O fim é doce e poético, mesmo se tratando da Morte: Jura agora é de novo Ajuricaba, o herói e, desce para as águas atrás de sua liberdade. Imagine aqui que seu debater é o mesmo que o da figura histórica, o guerreiro também escolhe o rio como seu túmulo ou liberdade e aqui se diferenciam as duas figuras. O Ajuricaba retratado lindamente no texto deixa apenas a mala, intacta no hotel, o Guerreiro manaós deixou seu povo. E detalhe: É uma morte ou não, já que a autora cria a dúvida usando tanto o verbo debater quanto a frase: “No hotel, apenas a mala o espera.”

Em tempo, a morte pela natureza é uma característica da escritura contista amazônica bem observada por Zémaria Pinto em seu estudo sobre o Conto Amazônico (2014) e aparece ou é apenas sugerida aqui no Conto, quando Ajuricaba se vai pelas águas em seu balé aquático. Aqui o texto sugere que a Natureza mata e morre ao mesmo tempo quando poeticamente ocorre o rompimento estrutural das plantas.

Enfim, o mais poético dessa prosa é a Linguagem.

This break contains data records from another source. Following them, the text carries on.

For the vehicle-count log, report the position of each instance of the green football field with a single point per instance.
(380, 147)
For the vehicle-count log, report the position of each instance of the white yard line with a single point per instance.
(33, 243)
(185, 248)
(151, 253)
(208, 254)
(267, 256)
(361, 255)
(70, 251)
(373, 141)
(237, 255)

A imagem das vitórias-régia desprendendo da raiz maior (matriz) e desprendendo dos cordões é de uma sutileza magnífica.

Referência

CAIRES, Regina Ruth Rincon, Ajuricaba do Nascimento, Desafio Amazônia,

https://entrecontos.com/2020/06/07/ajuricaba-do-nascimento-ipojuca-manao/

PINTO, Zemaria. O conto no Amazonas. Manaus: Editora Valer, 2011.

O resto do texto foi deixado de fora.